その国の物価はスーパーに行けば分かる、そしてトレンドなども。世界ビックマック指数というデータがあるが信用できない、あくまでも「参考」程度だ。

僕はその国に訪れたらスーパーに行き、ある程度の物価や雰囲気を把握するようにしている。相場を知っていることで、騙されたりしないし、余裕もできるので落ちつける。

 

 

2015年カタールハンドボールの世界大会が行われるようだ。日本では全く報道されたないこと。

 

◆空港へ

 

ゆっくりしている暇はない。空港へ戻る時だ。バスの本数が少ないので余裕を持たないといけない。

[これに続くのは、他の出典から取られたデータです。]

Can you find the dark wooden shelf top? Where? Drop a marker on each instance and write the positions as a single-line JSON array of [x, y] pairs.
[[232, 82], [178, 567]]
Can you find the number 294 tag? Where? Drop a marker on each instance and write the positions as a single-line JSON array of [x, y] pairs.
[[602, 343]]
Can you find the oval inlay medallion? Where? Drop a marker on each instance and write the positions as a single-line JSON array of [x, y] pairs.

シティセンターの出口の目の前から、アル・ガニムへ行くバスが出ている。

ドーハ市内を巡る「シティツアー・ドーハ」や新市街エリアを無料巡回するバスも走っているけど、シティツアーはあまり利用価値はないだろう。

 

 

再び76番のバスに乗車し、アル・ガニムへ。始発なので冷房が効いた車内で出発を待てるのが嬉しい。

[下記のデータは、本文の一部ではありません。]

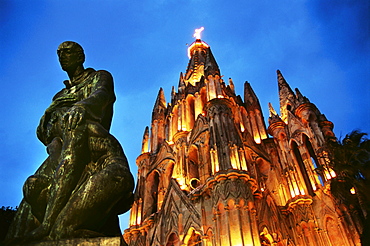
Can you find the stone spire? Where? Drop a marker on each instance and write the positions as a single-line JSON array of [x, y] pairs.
[[201, 63], [286, 96], [159, 106], [145, 142]]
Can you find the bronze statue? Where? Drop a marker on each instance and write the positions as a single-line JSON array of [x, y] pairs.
[[85, 182]]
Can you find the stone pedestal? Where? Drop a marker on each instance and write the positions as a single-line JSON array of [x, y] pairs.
[[99, 241]]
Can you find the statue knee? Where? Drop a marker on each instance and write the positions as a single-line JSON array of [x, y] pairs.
[[34, 188]]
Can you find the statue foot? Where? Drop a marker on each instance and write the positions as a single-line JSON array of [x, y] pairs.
[[38, 234]]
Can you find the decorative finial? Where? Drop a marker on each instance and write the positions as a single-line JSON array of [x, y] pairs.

アル・ガニムまでは渋滞がなければ30分弱。バスターミナル内で再び乗り継ぎ、路線図で空港方面へ行く番号を確認する。

すると129番のバスが止まっているので、空港に行くことを確認して乗りこむ。旧空港と新空港があるのだが、現在使われているのは新空港のみ。「ニューエアポートで通じる」。

ここから空港までは30分弱程だ。空港のバス停に着くので、降りたらすぐターミナルに入れる。

 

 

バスは終点ではないので、すぐ出てしまう。

 

◆路線バス(karwa)まとめ

【主要路線】

アル・ガニム~シティセンター:76番(30分に1本)

空港~アル・ガニム:129番&7??番(30分~1時間に1本)

※後は知らないので、現地の路線図で確認するといい。

 

【料金】

2~3QR(約56~84円)※カードがない場合は10QR(約280円)

⇒乗車する時は上の「スマートカード」を買う必要がある

⇒販売場所はアル・ガニムバステーションのみ

⇒10QR用と20QR用があり、20QR用は24時間バス乗り放題。

 

【タクシー】

初乗り忘れた。旧空港からアル・ガニムまでは10QR。新空港から出ているタクシーは高い。

メーターを使うので安心。渋滞中も加算するので気をつけよう。

アル・ガニムからは乗合タクシーも出ている、シティセンターまでは5QR。早く移動したい人はこちらのほうがいい。